PG&E’s 4 MW battery bank
A ribbon-cutting, and some words no doubt on the profound value of storage technology to back up intermittent renewables. The hosts, PG&E and the CEC; the location, the HGST facility in east San Jose for the official launch of the Yerba Buena Battery Storage Pilot Project.
The battery energy storage system is designed to accommodate for excess and deficit periods of power capacity. The system charges batteries when demand is low and then sends stored power to the grid when demand grows. The system has the potential to balance energy supply and demand, helping to support greater integration of intermittent renewable generation, as well as improving power quality and reliability for customers.
The battery in focus is sodium-sulfur with a 4-megawatt capacity. It can store more than six hours of energy. The project was made possible thanks to a $3.3 million grant from the California Energy Commission to PG&E that will support the installation and evaluation of the system.

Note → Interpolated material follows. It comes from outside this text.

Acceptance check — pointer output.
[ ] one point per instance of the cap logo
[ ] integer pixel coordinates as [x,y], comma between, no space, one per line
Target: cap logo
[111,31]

There is considerable activity in the battery space domestically and in Europe. A survey by IMS Research with respondents from Germany, Italy, and the United Kingdom found that energy storage was rated more critical than any other requirement for future inverters.
Respondents suggested that 40% of PV systems in their target areas will be backed up by 2015. And what is an acceptable premium? The survey found 10 -29% was anticipated and acceptable. In May, and as part of a new $30 million initiative, Germany began providing incentives for homeowners with solar systems to add battery backup.
Senators Ron Wyden (D-OR) and Susan Collins (R-ME) have teamed up again to introduce a bill in Washington to promote energy storage, specifically electricity storage to cover peak periods. The bill provides a 30% investment tax credit for businesses that install storage technologies; the same tax credit is extended to homeowners. A 20% tax credit – up to $40 million per project – is also slated for grid-scale storage systems.
Bill Gates and other investors see the value of the energy storage market too and have recently invested $35 million in Aquion Energy, a company developing water-based battery system for large and small-scale energy storage to supplement the grid. In these batteries, the anode is made of carbon, the cathode made of sodium and magnesium oxide, and a water-based electrolyte. Aquion batteries can hold charges for 2 – 6 hours, and can endure 5,000+ charging cycles. The company plans factories that will produce batteries capable of storing 500 MWh in 2013 and 2014.
Meanwhile, Bill Gates’ friend Warren Buffet is lighting up the press with Berkshire Hathaway’s MidAmerican Energy Holdings buying Nevada’s largest utility, NV Energy, for $5.9 billion. The Las Vegas-based utility has 8.4 million customers. In contrast to the high-tech Bill Gates, the 82-year old Buffet is the master of investments in basics like socks, candies, and soda. He has commented in the past on the “attractive fundamentals of regulated utilities,” with earnings power even under adverse conditions. Buffet has long stated that owning utilities is not a good way to get rich, but a good way to stay rich!